El suceso ocurría con la peculiaridad de que ambos personajes se veían las caras antes de sus respectivas nominaciones oficiales como candidatos —lo cual, en su momento, parecía ya mero trámite—, lo que, a su vez, abrió la puerta para que fuera una cadena televisiva —y no la Comisión de Debates—, la que convocara, organizara, condujera y transmitiera el ejercicio.
Si algo quedaba notoriamente de manifiesto desde el inicio del actual proceso de renovación de la presidencia norteamericana, era la crisis por la que atraviesa su sistema de partidos —desde hace, al menos dos cuatrienios—, incapaces de renovarse y de lograr presentarle al electorado a la siguiente generación de políticos que pueda aspirar seriamente a la presidencia de la nación más poderosa del mundo.
Desde la elección entre Donald Trump y Hillary Clinton comenzó la debacle, la cual se agudizó cuatro años más tarde, con el ascenso al poder de Joe Biden a sus 78 años de edad.
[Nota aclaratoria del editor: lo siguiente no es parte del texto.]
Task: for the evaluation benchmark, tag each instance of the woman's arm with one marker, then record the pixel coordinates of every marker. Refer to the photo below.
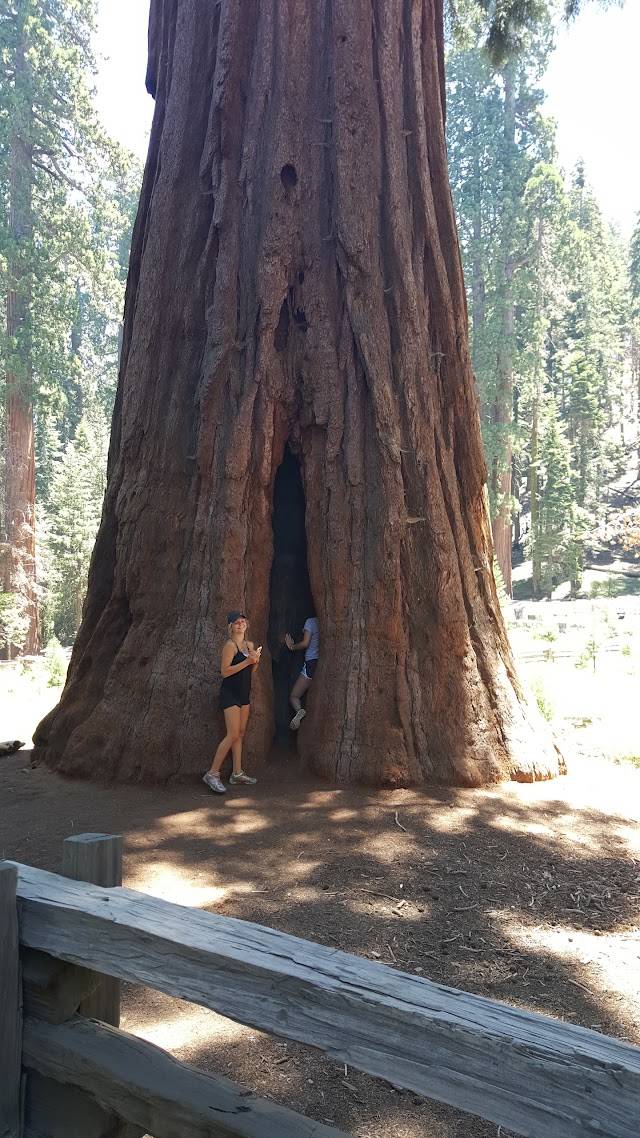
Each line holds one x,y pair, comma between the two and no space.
303,643
226,667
Y la situación no hizo más que empeorar en este nuevo proceso electoral, en el que Biden de 81 años y Trump de 78 volvieron a encontrarse como las cartas más fuertes de sus partidos, en una época en donde la discusión de temas tan relevantes como migración, cambio climático, energías limpias, derechos reproductivos y garantías para minorías —por mencionar algunos— requieren de mentes jóvenes e ideas considerablemente frescas.
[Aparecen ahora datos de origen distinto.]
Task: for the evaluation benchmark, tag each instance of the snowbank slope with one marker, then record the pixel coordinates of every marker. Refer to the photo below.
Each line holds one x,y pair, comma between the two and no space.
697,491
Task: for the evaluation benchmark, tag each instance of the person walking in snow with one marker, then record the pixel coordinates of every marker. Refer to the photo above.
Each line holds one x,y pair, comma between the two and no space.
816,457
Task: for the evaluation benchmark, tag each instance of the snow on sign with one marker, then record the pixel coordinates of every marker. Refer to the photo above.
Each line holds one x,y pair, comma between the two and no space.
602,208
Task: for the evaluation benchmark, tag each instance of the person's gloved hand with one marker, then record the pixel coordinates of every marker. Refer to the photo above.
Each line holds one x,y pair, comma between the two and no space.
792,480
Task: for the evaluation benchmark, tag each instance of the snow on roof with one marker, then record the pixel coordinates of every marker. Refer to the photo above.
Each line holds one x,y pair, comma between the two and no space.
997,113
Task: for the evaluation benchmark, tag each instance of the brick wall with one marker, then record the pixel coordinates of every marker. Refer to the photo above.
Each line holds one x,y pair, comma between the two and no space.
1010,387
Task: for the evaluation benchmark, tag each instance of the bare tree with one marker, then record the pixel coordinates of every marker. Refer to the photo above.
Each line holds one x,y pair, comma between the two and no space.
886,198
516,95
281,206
Pero fue ese preciso episodio —para quienes dudan de la utilidad de los debates como ejercicio democrático— lo que desencadenó una avalancha de reacciones —algunas a todas luces condenables, en el caso del atentado en contra de Trump—, que han dejado al arranque de esta semana un escenario político estadounidense muy diferente al de hace apenas veintiocho días.
Bastaron apenas noventa minutos de exposición del actual presidente de Estados Unidos para que las pocas voces de autoridad dentro del Partido Demócrata y las de algunos de sus principales donantes, lo presionaran para que abandonara la contienda, ante su evidente falta de reflejos y cuestionable estado físico y de salud.
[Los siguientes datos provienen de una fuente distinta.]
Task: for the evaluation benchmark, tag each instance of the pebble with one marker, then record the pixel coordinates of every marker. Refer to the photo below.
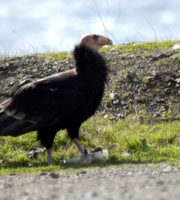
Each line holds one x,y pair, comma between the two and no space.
136,182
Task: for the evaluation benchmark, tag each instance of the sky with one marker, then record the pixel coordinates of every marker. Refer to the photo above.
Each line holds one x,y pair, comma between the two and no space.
28,26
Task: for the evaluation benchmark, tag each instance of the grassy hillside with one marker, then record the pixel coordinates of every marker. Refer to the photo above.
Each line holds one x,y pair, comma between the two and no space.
143,87
127,143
Toca, ahora, el turno a Kamala Harris hacerle frente a uno de los personajes más impresentables de la política mundial de los últimos tiempos, quien —a pesar de ello— aventaja en todas las encuestas por la presidencia. Menuda rifa del tigre la que se sacó la actual vicepresidenta, aunque no cabe duda que es la última y mejor opción de los demócratas para tratar de competirle más seriamente al magnate inmobiliario.
Si bien el escenario pinta difícil, el proceso electoral aún es incipiente, pues Harris recién consiguió el apoyo de los delegados necesarios para lograr su nominación oficial como candidata en la Convención Nacional de su partido —a realizarse el 19 de agosto próximo—, a partir de lo cual arrancarán formalmente las campañas. Al tiempo.